Vom 7.3. bis 21.3.2018 gastiert ein außergewöhnliches Ausstellungsprojekt im Deutschen Damast- und Frottiermuseum, das vom Jüdischen FrauenVerein Dresden e.V. konzipiert wurde. Es beleuchtet ein wichtiges und nach wie vor aktuelles Kapitel der jüdischen Migrationsgeschichte: Als 1991 die Sowjetunion zerbrach, erwachten Nationalismus und Antisemitismus in den autonom gewordenen Republiken. Für viele Juden aus der einstigen UdSSR wurde Deutschland, so auch Dresden, ein wichtiger Zufluchtsort. In den letzten beiden Jahrzehnten sind im Rahmen der „jüdischen Zuwanderung“ mehr als 220.000 Menschen nach Deutschland gekommen. Was veranlasste diese Menschen ihre Heimat zu verlassen, welche Erfahrungen mussten sie hier als ethnische Minderheit machen?
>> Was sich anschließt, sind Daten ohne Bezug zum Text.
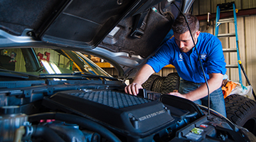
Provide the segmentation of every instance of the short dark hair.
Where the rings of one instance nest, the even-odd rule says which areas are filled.
[[[195,33],[196,31],[199,30],[199,21],[198,19],[193,15],[190,13],[184,13],[188,20],[189,28],[192,34]],[[186,23],[186,20],[182,14],[180,14],[175,20],[172,28],[174,32],[182,34],[188,31],[188,27]]]

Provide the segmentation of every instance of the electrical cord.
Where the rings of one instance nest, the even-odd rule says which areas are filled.
[[[178,6],[175,4],[174,1],[173,2],[173,4],[174,4],[174,6],[178,9],[178,11],[180,11],[180,13],[182,14],[182,16],[183,16],[184,17],[184,18],[185,18],[186,23],[186,24],[188,25],[188,31],[189,31],[189,33],[190,33],[190,34],[191,34],[191,38],[192,38],[192,40],[193,40],[193,43],[194,44],[195,49],[196,49],[196,53],[197,53],[197,55],[198,55],[198,60],[199,60],[199,62],[200,62],[200,66],[201,66],[201,70],[202,70],[202,71],[203,71],[203,77],[204,77],[204,79],[205,79],[206,84],[206,86],[207,86],[207,95],[208,95],[208,115],[209,115],[209,114],[210,114],[210,89],[209,89],[209,85],[208,85],[208,82],[207,82],[207,79],[206,79],[206,76],[205,72],[204,72],[203,68],[202,62],[201,62],[201,60],[200,60],[199,53],[198,53],[198,50],[197,50],[197,48],[196,48],[196,46],[195,40],[194,40],[193,38],[193,35],[192,35],[191,31],[191,29],[190,29],[190,27],[189,27],[189,25],[188,25],[188,20],[187,20],[186,16],[185,16],[184,13],[181,11],[181,9],[178,7]]]

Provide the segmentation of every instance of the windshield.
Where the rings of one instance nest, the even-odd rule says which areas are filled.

Und mit welchen Herausforderungen haben sie bis heute in Deutschland zu kämpfen? Diesen Fragen spürt die Wanderausstellung, die seit 2011 in über 100 Schulen, Bürgerbüros, Bibliotheken und Museen gezeigt wurde, in Zeitzeugen-Interviews nach. Auf zwölf 1,60 m hohen Stelen wird die persönliche Geschichte jüdischer Zuwanderer erzählt. Was dieses Projekt darüber hinaus so besonders macht: Am 7.3 und am 21.3. (jeweils von 11.00 bis 13.00 und 14.00 bis 16.00 Uhr) sind auch die jeweiligen Zeitzeugen zu Gast im Deutschen Damast- und Frottiermuseum und berichten vor Ort von ihrem persönlichen Verfolgungsschicksal sowie ihrem „neuen“ jüdischen Leben in Dresden.